When one squad moves out to a point to regroup then achieve an objective the squad marks that their path is being used, so the squads going after it go different ways.
Downside of the incremental way is having waypoints not being tested that they are not pathing near. Can always fall back onto the individual AI.
For future work there are several things that look interesting:
– Data mining rather then doing map annotations points by hand – using the multiplayer data saved from online games (not possibly so good for developing the game though).
– Could use it for automated tests of MP mode to discover bugs/balance problems – now planning to use bots a bit earlier in the gameplay testing phase to find these errors earlier
– Teaching the players via. Bots could be improved, by player observation of bots, and perhaps have the player added to a bot-controlled squad and given “commands” – really simple for doing this from the AI’s perspective (sending sound samples rather then orders via. The AI controllers), done in an actual level, in context – or they can ignore it.

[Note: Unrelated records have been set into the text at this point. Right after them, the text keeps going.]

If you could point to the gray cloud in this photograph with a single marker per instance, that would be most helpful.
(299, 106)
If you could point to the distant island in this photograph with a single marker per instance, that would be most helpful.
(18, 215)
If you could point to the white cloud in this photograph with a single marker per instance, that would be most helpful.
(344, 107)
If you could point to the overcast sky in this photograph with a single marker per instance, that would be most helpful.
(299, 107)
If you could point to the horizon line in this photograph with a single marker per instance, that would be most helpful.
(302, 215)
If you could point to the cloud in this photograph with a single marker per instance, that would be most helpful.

– Reactions to friendly squads, human players – doesn’t take into account at all, just ignores them currently, might also want to do something about that to improve it.
Q – Why is the squad level so important?
It’s a matter of decoupling stuff. Gluing the concepts of higher level strategic level and individual AI. One gameplay reason is snipers have their own squads, achieve objectives in a different way.

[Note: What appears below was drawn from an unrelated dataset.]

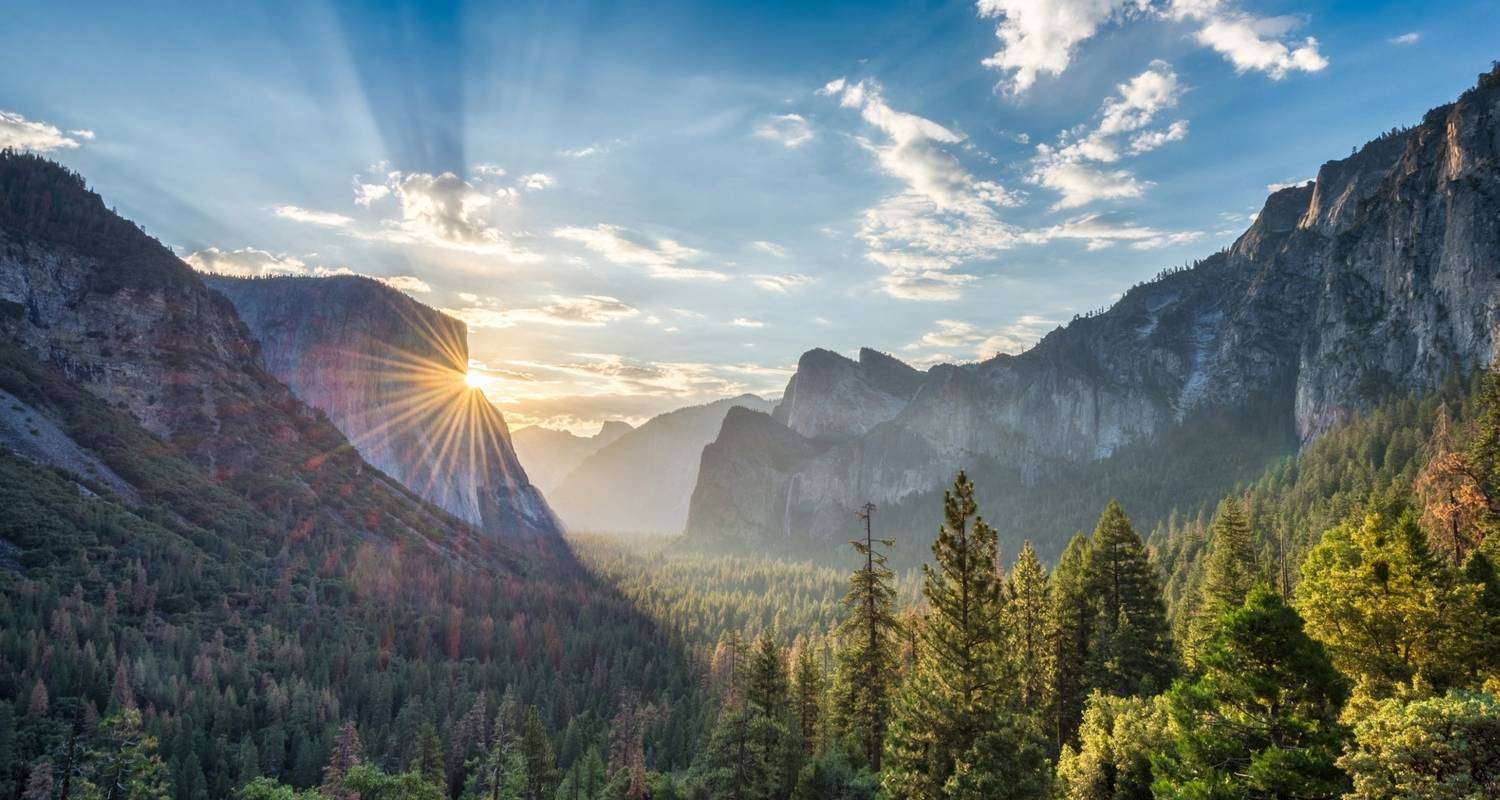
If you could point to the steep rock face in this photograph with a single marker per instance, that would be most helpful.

Q. How many people worked on the bots?
Feature of multiplayer bot AI was not high on the list, and so no resources, with an intern building some basics before convincing management to give them more resources.
Alex said there was always visual progress at that point, prototypes and so on.

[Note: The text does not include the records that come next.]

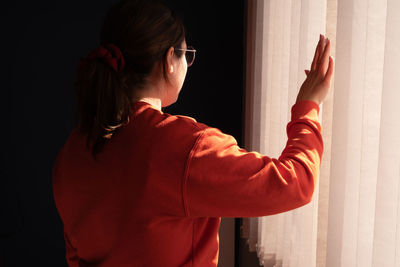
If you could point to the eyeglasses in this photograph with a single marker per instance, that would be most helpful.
(190, 53)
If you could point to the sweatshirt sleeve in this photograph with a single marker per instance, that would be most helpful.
(224, 180)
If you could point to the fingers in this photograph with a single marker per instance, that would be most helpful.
(323, 66)
(317, 53)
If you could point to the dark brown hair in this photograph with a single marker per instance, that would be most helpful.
(144, 30)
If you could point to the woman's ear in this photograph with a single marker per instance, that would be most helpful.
(169, 62)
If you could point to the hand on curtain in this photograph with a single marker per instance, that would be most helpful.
(318, 81)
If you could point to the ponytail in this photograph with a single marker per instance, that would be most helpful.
(102, 100)
(135, 36)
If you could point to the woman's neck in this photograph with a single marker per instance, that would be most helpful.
(154, 101)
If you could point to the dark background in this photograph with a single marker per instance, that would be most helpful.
(41, 43)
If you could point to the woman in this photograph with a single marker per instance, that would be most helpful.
(138, 187)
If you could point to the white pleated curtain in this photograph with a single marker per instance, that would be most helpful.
(354, 217)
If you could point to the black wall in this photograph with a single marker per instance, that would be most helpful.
(41, 44)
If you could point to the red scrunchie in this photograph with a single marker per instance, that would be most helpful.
(109, 53)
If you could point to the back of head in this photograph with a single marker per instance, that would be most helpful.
(143, 30)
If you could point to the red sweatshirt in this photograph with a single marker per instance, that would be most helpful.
(162, 182)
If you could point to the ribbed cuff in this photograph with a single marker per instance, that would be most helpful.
(305, 108)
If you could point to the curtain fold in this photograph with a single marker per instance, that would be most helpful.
(354, 217)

Q. How about the complexity, when something goes wrong, how do you assign blame?
Can always be a problem with many systems, so there are clearly defined interfaces for what each system should do. Having split up and well defined is good, and no more a problem then normal procedures.
Q. Have you any performance numbers? How long did the pre-processing take?
Runtime was 30fps, updates of game logic was 1 frame, AI was part of the other frame (quarter of the CPU budget – 50% of a PPU, for perception/pathfinding/logic – not just planning), 15 bots, 6 turrets, 6-8 squads, updates for both sides. Offline part was 10-20 seconds, with some unoptimised loops.
Q. How different was the multiplayer bot compared to the singleplayer AI?
The singleplayer AI is basically the same but the higher level commands are a LUA script with various orders to squads and individuals. Squad AI is almost entirely the same, with only subtle differences. Badges only exist in multiplayer – but singleplayer has a few specific behaviours and lacks the badge behaviours.